Japan will send wooden satellite into space next year

by time news

2023-11-30 11:53:23

Next February, Japan will send a satellite made of magnolia wood – they tested it with three different wood samples. Scientists believe that, after the tests carried out on the International Space Station (ISS), the satellite is now ready to be launched into space.

It is the world’s first artificial wooden satellite and is being developed by the Space Wood Laboratory at Kyoto University, in a project of the Japanese space agency (JAXA) and NASA.

One of the reasons why they have decided to make this wooden satellite is because it is a useful and biodegradable material. In space, wood does not rot or burn, it is incinerated into fine ash upon entering the Earth’s atmosphere.

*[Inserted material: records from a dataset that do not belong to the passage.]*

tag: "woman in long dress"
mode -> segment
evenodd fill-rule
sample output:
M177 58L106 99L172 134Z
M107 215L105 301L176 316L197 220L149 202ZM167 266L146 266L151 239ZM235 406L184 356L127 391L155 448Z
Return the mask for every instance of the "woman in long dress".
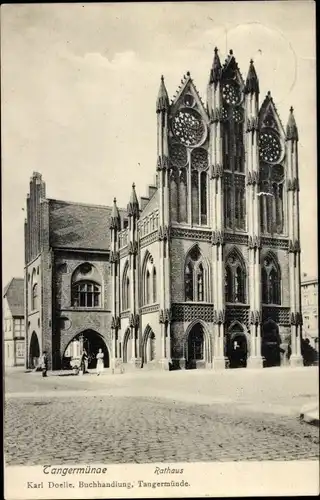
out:
M103 363L104 354L102 352L102 349L99 349L96 358L97 358L97 375L100 375L103 372L104 368L104 363Z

“Three wood samples were tested and showed no deformation after exposure to space,” the researchers said in a statement. “Despite the extreme environment of outer space involving significant temperature changes and exposure to intense cosmic rays and dangerous solar particles for 10 months, testing confirmed that there is no decomposition or deformation, such as cracks, warping, peeling or damage to the surface “, reports ‘Europa Press’.

It could be one more step to reduce space debris. More than 9,300 tons of space objects, including space debris such as inoperative satellites and pieces of spent rocket stages, orbit Earth. They cause light pollution and make distant spatial phenomena more difficult to detect.

According to researchers, wooden satellites like LignoSat should, in theory, be less harmful than space debris.